REPUBLIKA.CO.ID, JAKARTA -- Ketua Komisi VI DPR RI, Hafidz Thohir mengaku tidak pernah diajak bicara oleh pemerintah terkait proyek pembangunan kereta cepat Jakarta-Bandung. Padahal meski proyek tersebut merupakan business to business (B to B) antara BUMN dengan China, tetap memerlukan izin dari DPR.
Hafidz mengatakan, meski kerjasama proyek kereta cepat dilakukan B to B, maka tetap saja mengacu kepada undang-undang kerja sama international, dimana parlemen diperlukan izinnya.
"Tetap diperlukan ijin karena menyangkut empat bumn yang asetnya dimiliki negara. kan ada undang-undang BUMN itu, dimana kekayaan negara yang dipisahkan, itulah BUMN itu, Negara ini siapa yang mengawasi? parlemen. Jadi kalau ditanya tidak perlu ijin parlemen, salah itu. kecuali yang kerja itu swasta," tegasnya.
Anggota Fraksi PAN itu melanjutkan, oleh karena itu pihaknya tidak bisa berbicara banyak soal proyek kereta cepat. Sebab Komisi VI tidak mengetahui secara pasti bagaimana skema pembiayaan serta tak mempunyai proposal proyek yang mengandeng China tersebut.
"Kami juga sudah sampaikan kepada rapat dengan kementerian ketika itu, bahwa kami disini tidak dalam posisi menerima konsep tersebut. Hingga groundbreaking juga tidak ada pembicaraan kalau ada kan kami bisa jawab, dari sisi ini tidak visible, dari sisi ini visible dan lain-lain," katanya.
Seperti diketahui, proyek pembangunan kereta cepat Jakarta-Bandung telah resmi dimulai. Namun pelaksanaan pembangunan belum bisa berjalan mulus. Sebab pelaksana proyek, PT Kereta Cepat Indonesia China (KCIC), belum menyerahkan tambahan Detail Engineering Design (DED) atau detail desain rekayasa kepada Kementerian Perhubungan.

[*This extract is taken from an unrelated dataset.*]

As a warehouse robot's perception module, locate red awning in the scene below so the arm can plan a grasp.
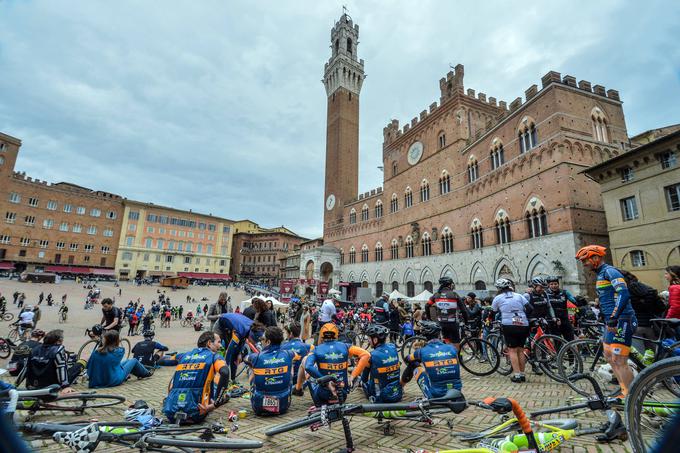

Direktur Jenderal Perkeretaapian Kementerian Perhubungan Hermanto Dwiatmoko menjelaskan, saat ini pihaknya masih mengkaji kelengkapan izin pembangunan. Ia menyebutkan, pelaksana proyek perlu mendapat izin usaha dan perjanjian penyelenggaraan (konsesi) yang saat ini masih dibahas.